- Born: 26 August 1865 Hamilton, Scotland
- Died: 15 October 1946 (aged 81)
- Known for: electric drill

= Arthur James Arnot =

Scottish electrical engineer and inventor (1865–1946)

Arthur James Arnot (26 August 1865 – 15 October 1946) was a Scottish electrical engineer and inventor, best known for patenting the world's first electric drill. He later designed the Spencer Street Power Station.

== Biography ==
Arnot was born in Hamilton, Scotland to William and Elizabeth Helen Arnot. He received his education at the West of Scotland Technical College, Glasgow, while working part-time at an electrical company. In 1889 he traveled to Melbourne, Australia to build the alternating current power plant at Spencer Street. The same year, on 20 August, he and mining engineer W. Blanch Brain patented the electric drill. Originally on a two-year contract by the Union Electric Company, Arnot was appointed City Electrical Engineer in 1891. During the first two years of this tenure he was responsible for the installation of the city's street lighting system. In the years 1894–1901, he designed and later managed the Spencer Street Power Station. From 1901 to 1929 Arnot held the position of Australasian Manager of Babcock & Wilcox.

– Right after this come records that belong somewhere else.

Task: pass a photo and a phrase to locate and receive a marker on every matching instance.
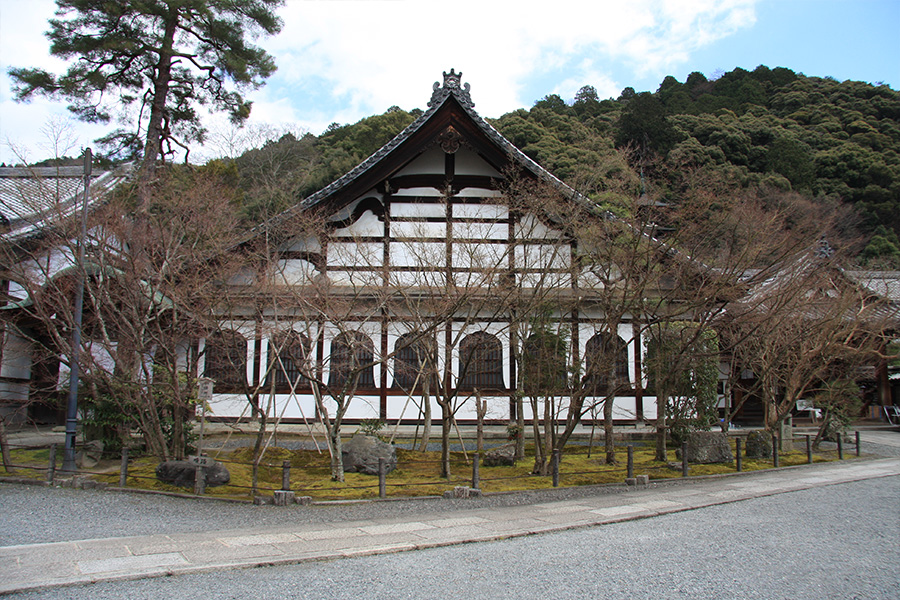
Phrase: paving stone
(131, 563)
(259, 539)
(616, 511)
(396, 528)
(454, 522)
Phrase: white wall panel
(367, 225)
(480, 211)
(350, 254)
(420, 210)
(404, 229)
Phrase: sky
(342, 60)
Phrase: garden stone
(759, 445)
(183, 473)
(707, 447)
(362, 452)
(90, 455)
(501, 456)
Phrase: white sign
(204, 389)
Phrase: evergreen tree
(160, 58)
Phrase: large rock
(362, 452)
(708, 447)
(90, 455)
(759, 444)
(183, 473)
(501, 456)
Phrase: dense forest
(767, 129)
(828, 140)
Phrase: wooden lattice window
(413, 363)
(606, 364)
(351, 353)
(481, 362)
(288, 360)
(226, 360)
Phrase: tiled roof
(32, 198)
(451, 88)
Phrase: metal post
(51, 467)
(286, 476)
(554, 468)
(200, 480)
(123, 472)
(72, 404)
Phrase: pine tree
(161, 59)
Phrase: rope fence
(49, 472)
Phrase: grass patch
(418, 473)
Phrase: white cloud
(343, 60)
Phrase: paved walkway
(35, 566)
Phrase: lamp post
(72, 405)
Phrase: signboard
(204, 389)
(200, 461)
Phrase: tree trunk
(608, 433)
(661, 405)
(153, 144)
(4, 447)
(426, 419)
(446, 424)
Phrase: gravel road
(37, 514)
(833, 542)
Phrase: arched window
(226, 360)
(606, 364)
(288, 356)
(352, 354)
(544, 366)
(481, 362)
(414, 362)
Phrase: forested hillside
(772, 128)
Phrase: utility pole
(72, 405)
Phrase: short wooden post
(554, 468)
(200, 480)
(286, 475)
(51, 467)
(123, 470)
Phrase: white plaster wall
(480, 211)
(405, 229)
(480, 231)
(367, 225)
(467, 162)
(16, 355)
(419, 210)
(430, 161)
(350, 254)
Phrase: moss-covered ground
(417, 473)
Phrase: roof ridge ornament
(452, 85)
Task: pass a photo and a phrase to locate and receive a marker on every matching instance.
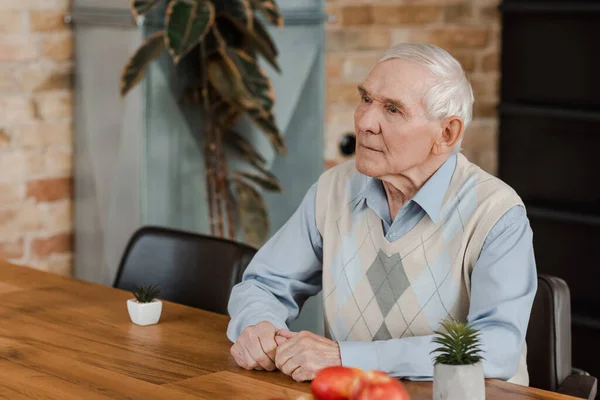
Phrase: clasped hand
(297, 354)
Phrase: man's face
(393, 130)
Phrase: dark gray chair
(191, 269)
(549, 343)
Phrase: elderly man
(407, 234)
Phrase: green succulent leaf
(140, 7)
(187, 22)
(252, 213)
(136, 67)
(269, 10)
(459, 344)
(146, 293)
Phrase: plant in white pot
(145, 308)
(458, 368)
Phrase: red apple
(377, 385)
(335, 383)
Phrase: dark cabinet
(549, 146)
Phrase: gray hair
(452, 93)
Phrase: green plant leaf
(262, 33)
(267, 180)
(187, 22)
(268, 125)
(243, 147)
(236, 10)
(260, 40)
(140, 7)
(146, 293)
(227, 80)
(269, 10)
(136, 67)
(253, 216)
(459, 344)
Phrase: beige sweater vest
(377, 290)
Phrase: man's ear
(452, 131)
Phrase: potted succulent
(145, 308)
(458, 368)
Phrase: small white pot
(458, 382)
(144, 313)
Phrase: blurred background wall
(35, 134)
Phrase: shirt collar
(430, 197)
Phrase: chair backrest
(549, 334)
(191, 269)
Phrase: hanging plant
(220, 42)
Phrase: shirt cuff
(235, 328)
(362, 355)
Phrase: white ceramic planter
(458, 382)
(144, 313)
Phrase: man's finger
(290, 366)
(301, 375)
(250, 361)
(241, 361)
(280, 340)
(286, 334)
(269, 345)
(283, 354)
(255, 351)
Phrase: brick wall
(363, 30)
(36, 134)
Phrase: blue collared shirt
(287, 270)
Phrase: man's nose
(368, 121)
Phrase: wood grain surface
(61, 338)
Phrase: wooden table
(65, 339)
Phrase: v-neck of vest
(413, 238)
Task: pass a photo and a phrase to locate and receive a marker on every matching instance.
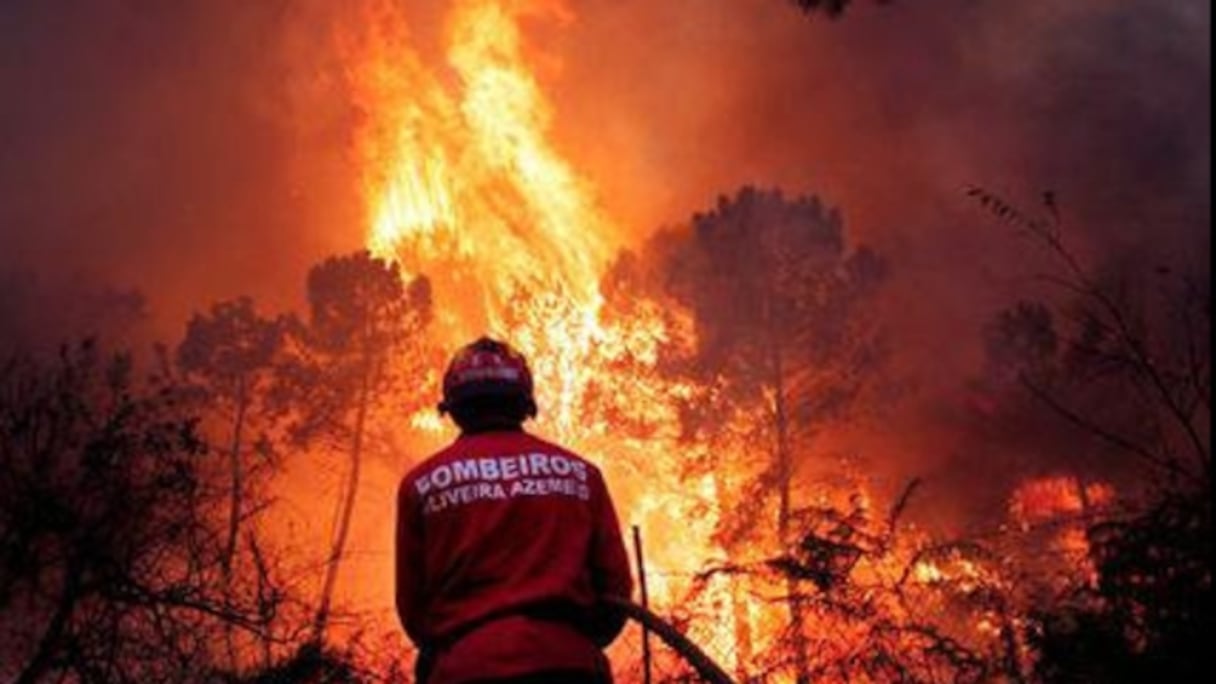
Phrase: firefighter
(506, 544)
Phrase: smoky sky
(198, 150)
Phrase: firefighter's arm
(609, 570)
(409, 564)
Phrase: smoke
(201, 150)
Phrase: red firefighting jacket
(505, 547)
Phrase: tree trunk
(348, 506)
(49, 643)
(784, 483)
(235, 498)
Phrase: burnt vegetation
(134, 492)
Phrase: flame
(462, 184)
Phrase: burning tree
(1143, 337)
(361, 341)
(782, 351)
(230, 357)
(112, 567)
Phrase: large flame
(462, 184)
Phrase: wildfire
(462, 184)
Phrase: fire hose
(705, 667)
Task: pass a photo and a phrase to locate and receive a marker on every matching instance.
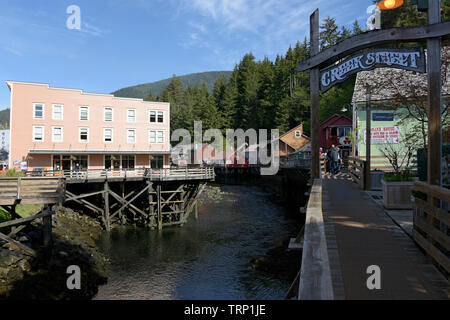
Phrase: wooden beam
(368, 165)
(20, 221)
(315, 98)
(434, 97)
(372, 39)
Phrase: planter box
(397, 195)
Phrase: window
(58, 112)
(128, 162)
(156, 136)
(131, 115)
(131, 136)
(84, 113)
(38, 111)
(152, 116)
(84, 135)
(107, 135)
(152, 137)
(38, 133)
(108, 114)
(156, 116)
(156, 162)
(57, 134)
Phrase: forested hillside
(4, 119)
(142, 91)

In 1928, one year before his retirement, Arnot became involved in a corruption scandal over a May 1926 contract acquired by Babcock & Wilcox. The investigation revealed that alderman S. J. Maling had demanded a £10,000 bribe. Arnot, who represented Babcock & Wilcox in the negotiations, was admonished, and the company was fined. Maling received a six-month prison sentence.

== Personal life ==

Arnot married Cornelia Ann, daughter of former mayor Cornelius Job Ham, in August 1889. They had four children. He later married Dora Christine, née Shewan, with whom he had two children Wendy Barbara and David Macdonald. In his later years, Arnot acquired a farm in Batlow, New South Wales. Originally intended for his two sons, the 100 acre of apple and pear trees were tended by Arnot, after his sons turned to sheep farming. He is described as a "keen fisherman", and was also a member of the Royal Sydney Golf Club.